To examine the neural mechanisms underlying the emergence of the new syllable β at bout onsets, we analyzed the firing patterns of 125 HVC projection neurons. Before the emergence of syllable β, the majority of recorded projection neurons participated in a rhythmic protosequence (Fig. 2b; n=28/35 neurons; 57–64 dph,). A different subset of neurons was active at bout onsets (Fig. 4c; 4 of 35 neurons). After the emergence of β at bout onsets, roughly half of projection neurons generated bursts during both syllables α and β (65–72 dph; Fig. 4d,e; n=22 ‘shared’ neurons; 21 ‘specific’ neurons). These shared neurons produced nearly identical sequences during these two syllables (Fig. 4h, Extended Data Fig. 4c). Later in song development (73–84 dph), we observed a larger fraction of syllable-specific neurons (Fig. 4f,g,i; n=28 ‘specific’ neurons), and a correspondingly smaller fraction of shared neurons (4 ‘shared’ neurons; P=5×10−4), consistent with a gradual splitting of the protosequence into increasingly non-overlapping ‘daughter’ sequences. Evidence for sequence splitting during bout-onset differentiation was also observed in Birds 1 and 5 (Extended Data Fig. 7).

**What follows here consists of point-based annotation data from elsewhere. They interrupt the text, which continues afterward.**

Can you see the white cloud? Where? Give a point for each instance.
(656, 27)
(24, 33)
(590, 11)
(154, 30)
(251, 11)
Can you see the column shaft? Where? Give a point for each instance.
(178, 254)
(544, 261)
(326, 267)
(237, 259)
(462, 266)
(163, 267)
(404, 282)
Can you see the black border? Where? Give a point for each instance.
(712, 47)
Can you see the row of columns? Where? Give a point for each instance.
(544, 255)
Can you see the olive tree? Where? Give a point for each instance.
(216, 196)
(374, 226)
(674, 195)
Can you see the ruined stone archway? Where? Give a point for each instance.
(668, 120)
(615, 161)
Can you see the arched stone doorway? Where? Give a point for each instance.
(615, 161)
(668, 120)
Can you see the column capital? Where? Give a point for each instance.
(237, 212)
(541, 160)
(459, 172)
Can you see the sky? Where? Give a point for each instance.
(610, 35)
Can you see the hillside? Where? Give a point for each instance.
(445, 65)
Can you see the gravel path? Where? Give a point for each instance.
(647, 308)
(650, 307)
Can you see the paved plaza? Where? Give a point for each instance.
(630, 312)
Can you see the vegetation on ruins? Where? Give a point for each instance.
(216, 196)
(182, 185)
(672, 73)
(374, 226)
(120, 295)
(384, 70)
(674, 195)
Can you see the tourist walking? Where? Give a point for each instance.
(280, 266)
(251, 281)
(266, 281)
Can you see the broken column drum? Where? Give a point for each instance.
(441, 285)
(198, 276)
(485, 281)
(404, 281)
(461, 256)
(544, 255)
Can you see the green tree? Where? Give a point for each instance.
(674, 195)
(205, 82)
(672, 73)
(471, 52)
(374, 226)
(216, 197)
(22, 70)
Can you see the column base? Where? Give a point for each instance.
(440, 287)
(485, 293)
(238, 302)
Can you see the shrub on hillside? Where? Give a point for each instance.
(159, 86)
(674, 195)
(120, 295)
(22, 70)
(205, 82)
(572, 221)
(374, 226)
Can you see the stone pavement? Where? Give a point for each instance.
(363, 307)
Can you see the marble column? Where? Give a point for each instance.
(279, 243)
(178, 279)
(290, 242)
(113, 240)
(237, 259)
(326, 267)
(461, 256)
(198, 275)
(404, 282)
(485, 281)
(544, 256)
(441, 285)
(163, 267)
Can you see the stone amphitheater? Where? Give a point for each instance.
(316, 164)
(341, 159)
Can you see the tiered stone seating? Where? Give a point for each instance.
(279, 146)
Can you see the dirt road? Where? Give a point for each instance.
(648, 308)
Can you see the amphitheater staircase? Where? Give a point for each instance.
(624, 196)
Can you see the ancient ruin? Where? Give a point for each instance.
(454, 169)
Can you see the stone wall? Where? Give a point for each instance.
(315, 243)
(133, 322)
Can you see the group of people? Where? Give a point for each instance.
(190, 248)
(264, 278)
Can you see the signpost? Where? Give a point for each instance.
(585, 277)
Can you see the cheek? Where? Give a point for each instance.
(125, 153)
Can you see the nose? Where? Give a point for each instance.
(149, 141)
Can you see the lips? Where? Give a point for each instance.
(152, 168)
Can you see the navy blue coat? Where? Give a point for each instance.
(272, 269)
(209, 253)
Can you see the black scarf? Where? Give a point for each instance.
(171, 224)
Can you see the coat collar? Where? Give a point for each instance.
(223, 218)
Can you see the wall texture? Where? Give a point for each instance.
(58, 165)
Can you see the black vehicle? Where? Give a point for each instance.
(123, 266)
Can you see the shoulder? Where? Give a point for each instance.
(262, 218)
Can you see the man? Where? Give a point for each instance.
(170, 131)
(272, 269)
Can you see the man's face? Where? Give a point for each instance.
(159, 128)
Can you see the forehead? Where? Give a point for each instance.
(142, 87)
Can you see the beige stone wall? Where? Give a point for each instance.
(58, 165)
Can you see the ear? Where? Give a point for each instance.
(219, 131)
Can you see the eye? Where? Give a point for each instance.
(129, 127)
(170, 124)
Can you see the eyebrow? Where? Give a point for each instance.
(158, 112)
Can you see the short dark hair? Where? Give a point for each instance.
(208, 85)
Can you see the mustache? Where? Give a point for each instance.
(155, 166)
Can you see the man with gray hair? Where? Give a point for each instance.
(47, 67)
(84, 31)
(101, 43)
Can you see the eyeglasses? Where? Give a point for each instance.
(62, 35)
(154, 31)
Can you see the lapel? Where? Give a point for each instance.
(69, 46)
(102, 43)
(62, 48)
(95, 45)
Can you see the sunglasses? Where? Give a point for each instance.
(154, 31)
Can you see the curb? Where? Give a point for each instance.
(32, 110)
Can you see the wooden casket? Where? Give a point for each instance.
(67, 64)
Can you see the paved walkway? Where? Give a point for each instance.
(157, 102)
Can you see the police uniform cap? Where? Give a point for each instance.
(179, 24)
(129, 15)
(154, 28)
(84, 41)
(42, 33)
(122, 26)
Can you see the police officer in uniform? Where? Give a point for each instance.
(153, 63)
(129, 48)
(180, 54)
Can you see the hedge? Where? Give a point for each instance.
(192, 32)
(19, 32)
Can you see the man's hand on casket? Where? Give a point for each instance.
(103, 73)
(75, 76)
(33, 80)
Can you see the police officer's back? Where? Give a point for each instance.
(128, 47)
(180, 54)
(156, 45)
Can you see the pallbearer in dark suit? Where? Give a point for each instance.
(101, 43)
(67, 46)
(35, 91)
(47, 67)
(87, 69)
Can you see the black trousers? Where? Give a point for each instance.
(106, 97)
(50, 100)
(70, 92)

Note that the bout-onset differentiation in Bird 1 occurred after the earlier emergence of the syllables β and γ (Fig. 3), suggesting that new syllables may emerge in a hierarchical process—that is, by the splitting of sequences that are themselves the daughters of an earlier splitting process (Extended Data Fig. 7).
We were able to examine the question of whether neural sequence splitting also underlies the ‘motif strategy’ of song learning in two birds (Birds 3, 4; Extended Data Fig. 8, 9). In both birds, neural recordings showed the existence of rhythmically bursting neurons in the protosyllable stage (Extended Data Fig. 8e, 9e,f). After the emergence of multiple syllable types, every syllable in the emerging motifs had at least one neuron that was shared with another syllable at similar latencies (Extended Data Fig. 8f–j, 9g-o), consistent with the view that all of these syllables arose from the simultaneous splitting of a common protosequence.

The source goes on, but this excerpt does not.